Like many people in San Diego these days, I’ve been thinking of injustice and waste. Of nightmares which stretch far beyond worst-case-scenarios.
Amber and Chelsea. Needless losses, awful beyond words. The circumstances of their murders terrify me as a parent and challenge my well-honed ACLU sensibility. If reforming the present sex offender registration system takes a witch hunt or two thousand, well, sign me up. I am that upset and disgusted. I’m not the only one.
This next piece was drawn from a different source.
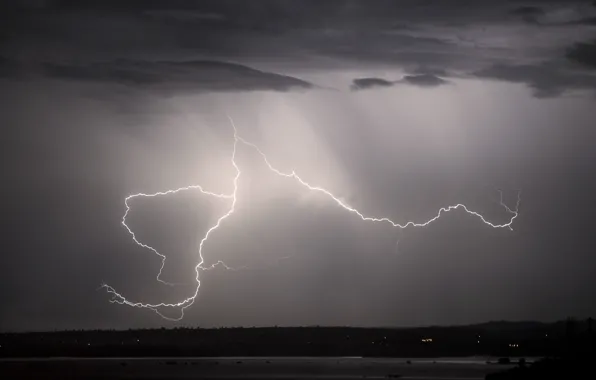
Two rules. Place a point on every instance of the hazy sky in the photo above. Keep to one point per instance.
(397, 107)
I learned about Chelsea King at a Rancho Bernardo Starbucks the day after she went missing. She’d gone running near Lake Hodges. Again and again in news reports: “searching Lake Hodges.”
There are San Diegans for whom Lake Hodges does not mean picturesque, a place to kayak, walk around, bring lunch. These people knew a guy named Steve Foth. A sweet and funny musical fellow. Ten years ago his life ended at Lake Hodges.
I could describe the technicolor violence of his carjacking and murder, but I don’t want to. It is frankly too horrible. You can google his death just as easily as the creepily ironic lyrics to “Hitchhiker Joe,” the Rugburns hit he co-wrote with Steve Poltz.
Steve Foth was a good friend of M., the nifty smartypants I married 19 years ago today. When we lived in New York, Steve would visit, along with Dennis, his omnipresent companion in music, life and good-natured, even sunshine-y, debauchery. When we visited San Diego, we would see Steve in situ. The very early 90s. The Pink Panther, Kobey’s Swap Meet, Japanese restaurants with fluorescent lighting, the taco stand on University at 2AM — Steve Foth played expansive tour guide, his beautiful girlfriend Grace in tow.
Dennis and Steve came to New York for my wedding to M. I think they had the best time of anyone there, and that wedding was not devoid of merrymaking guests. Dennis and Steve were made for over-the-top big-time Beluga-Kobe tournedos-Viennese table New York Jewish weddings. The last time I saw Steve, he reminded me how much he loved that wedding. And dancing the Hora, too, he said. He loved that. M. and I had already split.
The first section of my first novel ends at a wedding similar to Steve’s own, at a friend’s vineyard in Temecula. I remember peacocks and a lovely, twangy “My Life” during the ceremony. Once night fell, people jumped into the pool. It was a chlorinated drunken frenzy. I was overdressed in a black silk cocktail dress.
Back then, I always overdressed. I wasn’t happy. I was younger, dumber, and full of fear. I appreciate most things a hell of a lot more now.
I was feeding my tiny kids in their high chairs, watching the local news, when a photo of guitar-playing Steve filled the screen. I heard his name, dropped the spoon.